Other Books Related to In the Lake of the Woods
 One of the most interesting qualities of In the Lake of the Woods is its unreliable narrator. At many points, the narrator acknowledges that he’s distorted the facts to tell a better story, and cites sources about how all writers do this. There are many postmodern novels with unreliable narrators; some of these, like In the Lake of the Woods, blur the line between fiction and nonfiction by citing real sources alongside fictitious ones. Vladimir Nabokov’s Pale Fire (1962), Joan Didion’s The Year of Magical Thinking (2005), and John Krakauer’s Into the Wild (1996) conduct similar experiments with narration and objectivity. It’s also worth mentioning Dispatches (1977) by Michael Herr, another journalistic novel that treats the war in Vietnam as a collection of fragments that can’t be put together.

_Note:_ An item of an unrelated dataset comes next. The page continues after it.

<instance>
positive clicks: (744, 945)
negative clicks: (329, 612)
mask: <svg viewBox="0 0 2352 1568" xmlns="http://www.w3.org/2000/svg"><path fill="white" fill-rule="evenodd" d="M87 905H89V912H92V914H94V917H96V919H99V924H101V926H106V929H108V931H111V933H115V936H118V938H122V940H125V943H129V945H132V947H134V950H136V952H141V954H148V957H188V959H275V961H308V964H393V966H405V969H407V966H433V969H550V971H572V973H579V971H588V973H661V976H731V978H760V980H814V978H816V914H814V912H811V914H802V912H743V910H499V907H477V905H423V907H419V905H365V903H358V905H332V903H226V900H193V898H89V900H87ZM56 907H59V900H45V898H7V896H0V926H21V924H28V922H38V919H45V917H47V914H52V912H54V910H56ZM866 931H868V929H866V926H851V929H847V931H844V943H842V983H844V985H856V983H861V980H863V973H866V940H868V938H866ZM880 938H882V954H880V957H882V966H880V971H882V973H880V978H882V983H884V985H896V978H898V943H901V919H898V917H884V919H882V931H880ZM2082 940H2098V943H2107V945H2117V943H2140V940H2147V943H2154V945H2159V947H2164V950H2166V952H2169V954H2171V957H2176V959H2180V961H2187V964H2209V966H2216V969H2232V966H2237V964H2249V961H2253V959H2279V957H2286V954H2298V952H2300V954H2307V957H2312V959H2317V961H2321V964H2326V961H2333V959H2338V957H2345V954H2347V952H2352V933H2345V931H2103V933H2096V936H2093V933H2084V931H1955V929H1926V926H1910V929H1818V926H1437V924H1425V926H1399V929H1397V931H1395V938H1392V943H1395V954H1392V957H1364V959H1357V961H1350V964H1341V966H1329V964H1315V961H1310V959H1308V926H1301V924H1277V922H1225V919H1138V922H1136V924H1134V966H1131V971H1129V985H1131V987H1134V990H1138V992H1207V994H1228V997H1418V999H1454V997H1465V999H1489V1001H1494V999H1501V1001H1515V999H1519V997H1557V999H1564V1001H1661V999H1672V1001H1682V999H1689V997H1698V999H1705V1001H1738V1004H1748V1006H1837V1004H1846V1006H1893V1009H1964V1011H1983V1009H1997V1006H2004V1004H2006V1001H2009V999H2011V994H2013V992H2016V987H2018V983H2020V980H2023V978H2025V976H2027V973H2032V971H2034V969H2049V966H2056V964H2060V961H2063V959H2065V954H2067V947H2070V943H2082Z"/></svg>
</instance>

Key Facts about In the Lake of the Woods
  • Full Title: In the Lake of the Woods
  • Where Written: Austin, Texas and Worthington, Minnesota
  • When Published: January 1995
  • Literary Period: Postmodernism
  • Genre: The novel is hard to classify, but it features elements of the historical novel, the war novel, and the mystery novel.
  • Setting: Lake of the Woods, Minnesota, and Vietnam
  • Point of View: The novel moves between many points of view. There are third person limited chapters, in which the narrator describes events from the characters’ points of view. There are also chapters of evidence, and footnotes in which the narrator speaks in the first person.
Extra Credit for In the Lake of the Woods

Dedicated teaching: Though he hasn’t published a book in more than a decade, O’Brien is far from retired. He continues to serve as the MFA chair at Texas State University in San Marcos.

Major awards: Tim O’Brien has won many awards for his writing and journalism. In 1978, he won the National Book Award for Going After Cacciato, a novel of Vietnam. He’s also won the Pritzker Military Library Literature Prize of 100,000 dollars.